There is a simple extension of trapezoid rule to 2d. In 1d, if you have the interval $[0,1]$, the rule takes the linear interpolant
$$ l(x) = f(0)(1-x) + f(1)x, $$
and integrates it to get
$$ \int_0^1 l(x) = \tfrac12 f(0) + \tfrac12 f(1). $$
To integrate over a large interval, you then sum up the contributions of the individual small intervals to get the usual trapezoid formula:
$$ h \big(\tfrac12 f(x_0) + f(x_1) + \cdots + f(x_{n-1}) + \tfrac12 f(x_n) \big). $$
In 2d, on the square $[0,1]^2$, you can interpolate the function linearly on the bottom edge $y=0$, and separately on the top edge $y=1$, and then interpolate linearly between the two linear interpolants:
$$ l_0(x) = f(0,0)(1-x)+f(1,0)x, \qquad l_1(x) = f(0,1)(1-x)+f(1,1)x, $$
$$ l(x,y) = l_0(x)(1-y) + l_1(x)y. $$
The resulting interpolant is a linear combination of elementary interpolants on the square $[0,1]^2$, with coefficients being the function values, and the elementary interpolants look like this:
where the elementary interpolants are the coefficients of the function values $f(x,y)$ in the interpolant constructed from them:
$$ l(x,y) = f(0,0)(1-x)(1-y) + f(1,0)x(1-y) + f(0,1) (1-x)y + f(1,1)xy, $$
so of the four functions $xy$, $x(1-y)$, $(1-x)y$ and $(1-x)(1-y)$.

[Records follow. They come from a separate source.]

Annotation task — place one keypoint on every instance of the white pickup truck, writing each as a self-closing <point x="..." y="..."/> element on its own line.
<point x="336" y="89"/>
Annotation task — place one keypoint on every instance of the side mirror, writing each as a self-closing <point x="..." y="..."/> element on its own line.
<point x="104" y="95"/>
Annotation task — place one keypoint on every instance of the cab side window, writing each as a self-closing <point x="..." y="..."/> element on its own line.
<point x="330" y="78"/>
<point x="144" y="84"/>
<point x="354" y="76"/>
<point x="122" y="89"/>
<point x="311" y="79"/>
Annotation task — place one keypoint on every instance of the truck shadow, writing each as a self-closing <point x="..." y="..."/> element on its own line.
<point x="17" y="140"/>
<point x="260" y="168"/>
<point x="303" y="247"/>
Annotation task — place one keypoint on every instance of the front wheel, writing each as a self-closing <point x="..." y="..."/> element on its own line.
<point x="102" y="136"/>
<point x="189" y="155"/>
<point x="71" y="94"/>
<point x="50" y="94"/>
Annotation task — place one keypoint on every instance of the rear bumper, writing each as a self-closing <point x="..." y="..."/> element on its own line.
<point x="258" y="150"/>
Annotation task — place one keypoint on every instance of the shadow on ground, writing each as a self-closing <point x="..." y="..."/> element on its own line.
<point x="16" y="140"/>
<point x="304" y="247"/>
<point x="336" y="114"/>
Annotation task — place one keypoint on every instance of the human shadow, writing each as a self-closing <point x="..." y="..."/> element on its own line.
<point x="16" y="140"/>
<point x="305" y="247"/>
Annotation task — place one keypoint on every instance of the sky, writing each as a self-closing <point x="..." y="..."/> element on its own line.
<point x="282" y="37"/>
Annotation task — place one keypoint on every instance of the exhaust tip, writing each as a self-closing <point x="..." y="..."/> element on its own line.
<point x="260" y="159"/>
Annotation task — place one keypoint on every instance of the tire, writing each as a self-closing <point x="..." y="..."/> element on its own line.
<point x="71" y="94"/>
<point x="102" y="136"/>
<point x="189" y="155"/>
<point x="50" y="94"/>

The integral of $l(x,y)$ will be
$$ \int_{[0,1]^2}l(x,y)\,dx\,dy = \tfrac14\big( f(0,0)+f(0,1)+f(1,0)+f(1,1) \big). $$
Summing up these contributions over small intervals would then give
$$ \frac{h^2}{4}\sum_{j,k} w_{j,k} f(x_j, y_k) $$
where $w_{j,k}$ is an integer that counts how many squares the point $(x_j,y_k)$ belongs to: one in the corners, two on the edges, four in the middle.